Even mature security programs struggle with redundant coverage. Multiple tools often detect or block the same behaviors, creating overlapping capabilities that inflate costs without meaningfully improving protection. Overlap reduction measures how much of your defensive stack provides unique value and how much can be consolidated or tuned for efficiency.

Tidal Cyber’s Coverage Maps make these redundancies visible. By mapping every detection and control to ATT&CK TTPs and adversary behavior, security teams can see where two or more tools defend against the same (Sub-)Techniques

This allows CISOs to quantify redundant spend, simplify their architecture, and reallocate budget toward genuine coverage gaps. This can help organizations cut tool overlap and redundancy by 40 percent, demonstrating they already meet TTP coverage requirements with existing tools.

From a reporting standpoint, overlap reduction ties directly to ROI. Demonstrating that you retired duplicative controls without introducing new gaps can help improve operational efficiency and cost discipline. 

What to Show the Board

Board members don’t need a list of tools or a map of detections. They need proof that security investments are reducing risk as well as residual risk. A concise, data-driven report built around the three metrics below supports this. It shows progress in measurable terms, connects security performance to business outcomes, and supports clear, confident communication at the executive level.

Here’s what to include:

  • Confidence Score Trend: Show the organization’s current Confidence Score and how it has changed over time. Highlight what actions (such as closing gaps or tuning detections) drove the improvement.

  • Threat-Specific Coverage Gains: Present coverage improvements against the threats and adversary behavior that matter most to your organization. Emphasize percentage increases and examples of newly covered techniques.

  • Overlap Reduction Impact: Quantify how consolidating redundant tools or detections lowered costs, or improved analyst efficiency.

  • Next-Step Focus: End with the top three initiatives planned for the next quarter and their expected effect on the Confidence Score.

Case Study: What “Good” Looks Like

One Tidal Cyber customer faced a familiar challenge: their security team needed to reduce risk exposure but lacked the budget for new infrastructure. By adopting a threat-led defense approach powered by Tidal’s platform, they gained the visibility to act with precision instead of expansion.

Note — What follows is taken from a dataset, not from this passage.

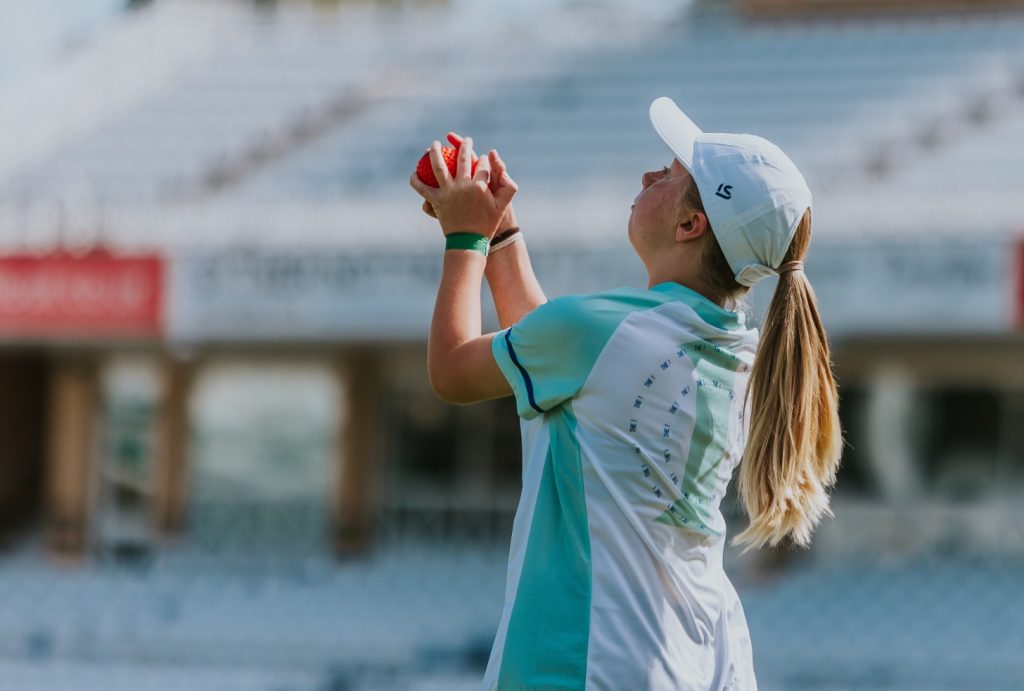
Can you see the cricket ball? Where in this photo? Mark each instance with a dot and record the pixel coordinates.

Using Coverage Maps and Confidence Scores, the team identified 42 high-impact coverage opportunities where simple tuning or control validation could close meaningful gaps. Rather than investing in additional tools, they reconfigured existing detections and streamlined overlapping coverage. 

The result was a measurable improvement in overall protection confidence and efficiency, reducing risk without increasing spend.

The outcome provided clear business value. The organization realized between $380,000 and $731,000 in annual productivity gains, cut detection and response time by roughly two-thirds, and strengthened their defensive posture across the techniques most relevant to their threat profile. 

This is what the quantifiable, measurable approach to Threat-led Defense looks like for a CISO. Constant progress, validated coverage, and board-ready proof of ROI, all achieved through the smarter alignment of existing tools and resources. 

In Closing

Tidal Cyber is the first true Threat-Led Defense platform built to flip the traditional defensive model by putting real adversary behavior at the center of your defense strategy.

By mapping techniques, sub-techniques, and procedures to ATT&CK, we reveal exactly where you’re exposed and how attackers actually operate. It’s a level of precision you’ve never had before, empowering your security team to proactively reduce risk and optimize high-impact security investments.

Threat-Led Defense is Tidal Cyber’s unique implementation of Threat-Informed Defense, enhanced with procedure-level granularity to make CTI more relevant and actionable.